Billie Holiday, also known as Lady Day, is undoubtedly one of the most powerful voices of the 20th century. Although she herself didn’t write many songs, her performances were charged with intimacy and emotion, as if every song she sang was written deliberately for her; her recording of “Strange Fruit” is often named as one of the most important songs in all music history because of the exceptional style, themes and delivery. She experimented with tempo and phrasing a lot, which amounted to impressive performances. Her vocals were evidently inspired by the sound of popular jazz instruments. She was awarded multiple Grammy awards, all post-humous, and her place in the Grammy Hall of Fame is undeniable.

Charles Mingus

A widely acclaimed bandleader, composer and bass player, Charles Mingus, just like Charles Parker, was widely known for his notorious character. He suffered from clinical depression and anger management issues, which oftentimes lead to his outbursts off stage as well as on it. He was known to threaten his fellow band members and once even punched a trombonist in the face. All of the band members knew what they were getting themselves into though when they decided to join Mingus’ band. He was famous for his ability to write spectacular pieces for medium-sized ensembles, altering the compositions to allow all of the players to show off their skill, talent, and, most importantly, unique character.
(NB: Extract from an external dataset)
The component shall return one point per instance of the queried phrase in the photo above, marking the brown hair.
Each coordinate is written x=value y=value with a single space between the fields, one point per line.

Over the years of his career, he developed a style that encompassed elements of hard bop, gospel, free jazz and classical music, which made him one-of-a-kind when it came to performances.

Thelonious Monk

Thelonious Monk
Thelonious Monk

A pianist like Thelonious Monk has never and probably will never walk on this planet. Complex harmonies, percussive attacks, sudden pauses, dissonance – all that characterized his highly unique style of playing piano, which had an immense influence on bebop music. On top of that, he assisted the popularization of jazz with his outspoken, charismatic and eccentric personality as well as his looks that complemented the uniqueness of his music. Sometimes, he would stand up from the piano and begin dancing while the rest of the band kept playing, which is an image that most accurately represents him as an interesting person and an exceptional musician.